In fulfilling his educational goals, Skaggs was drawn to the teaching field where he could make art and also guide students in the world of art.

He taught elementary and middle school art for nine years and graphic design on the college level before coming to Troy University in 2005.

Troy University would provide him with an opportunity to teach and to work in the studio. A great combination for any artist who wishes to do both — teach and create his or her own art.

Hanging on the wall, leaning on the wall and pushed back in a corner in his studio at Troy University, are pieces that cause others to take a second look that often says, “What?” “Huh?”

And, that’s all right with Skaggs. He has gotten them to thinking.

“When a painting or drawing is almost a photographic image, everything has already been given to you,” he said. “The viewer doesn’t have to make a connection. It has already been made. I want my paintings to be a mystery. I want the viewers to make a connection for themselves.
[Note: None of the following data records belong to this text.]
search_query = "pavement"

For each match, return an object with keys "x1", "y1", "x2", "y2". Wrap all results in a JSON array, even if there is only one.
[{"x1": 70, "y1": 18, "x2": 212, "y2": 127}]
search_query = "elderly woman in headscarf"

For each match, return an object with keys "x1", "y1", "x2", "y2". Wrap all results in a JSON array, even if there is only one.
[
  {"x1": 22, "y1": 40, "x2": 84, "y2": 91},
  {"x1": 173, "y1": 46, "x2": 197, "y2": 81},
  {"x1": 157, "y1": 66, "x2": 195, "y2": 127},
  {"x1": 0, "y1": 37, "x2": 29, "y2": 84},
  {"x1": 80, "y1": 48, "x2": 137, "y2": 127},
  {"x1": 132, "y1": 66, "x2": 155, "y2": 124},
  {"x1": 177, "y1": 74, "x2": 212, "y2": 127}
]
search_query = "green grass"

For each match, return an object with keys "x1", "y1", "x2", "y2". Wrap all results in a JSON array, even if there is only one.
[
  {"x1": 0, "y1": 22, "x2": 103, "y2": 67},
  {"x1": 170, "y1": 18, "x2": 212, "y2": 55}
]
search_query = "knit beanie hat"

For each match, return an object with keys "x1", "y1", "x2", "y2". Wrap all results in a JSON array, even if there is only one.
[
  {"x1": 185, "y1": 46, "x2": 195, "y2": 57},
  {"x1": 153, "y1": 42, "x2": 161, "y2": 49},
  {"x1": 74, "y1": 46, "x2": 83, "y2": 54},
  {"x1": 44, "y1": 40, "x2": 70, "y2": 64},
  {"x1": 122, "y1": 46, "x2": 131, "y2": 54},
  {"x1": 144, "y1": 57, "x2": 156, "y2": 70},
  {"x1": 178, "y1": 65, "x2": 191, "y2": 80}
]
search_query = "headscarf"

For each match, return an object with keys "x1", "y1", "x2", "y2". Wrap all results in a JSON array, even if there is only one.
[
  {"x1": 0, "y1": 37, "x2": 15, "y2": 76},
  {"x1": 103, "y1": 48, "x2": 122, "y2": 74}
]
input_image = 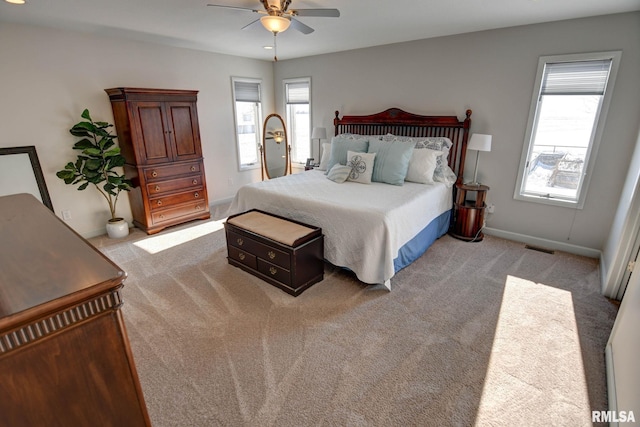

“If an artist gives people everything, they have nothing left to take home. I don’t want to give everything away. I want people to have something to chew on whether they like my art or not. I love to get people guessing. I love to play the game.”

And, if the Best in Show Award from the prestigious Tennessee Valley Museum of Art’s juried exhibition is any indication, Skaggs plays the “game” extremely well.

“I was honored to receive the award because it means that my work is accepted by my peers,” he said. “It means that I’m on the right track and that I’m moving in a good, solid way. But, like most artists, I’m never completely happy with the last piece and always working toward the next piece.”

In his office, Skaggs’ next piece is somewhat of an about-face from his work on display in the studio. It’s not a photographic image but it’s the kind of work that would have novices saying, “Now that’s art!”

“Art’s what you make of it,” Skaggs said, with a smile. “It’s a game. I like playing the game.”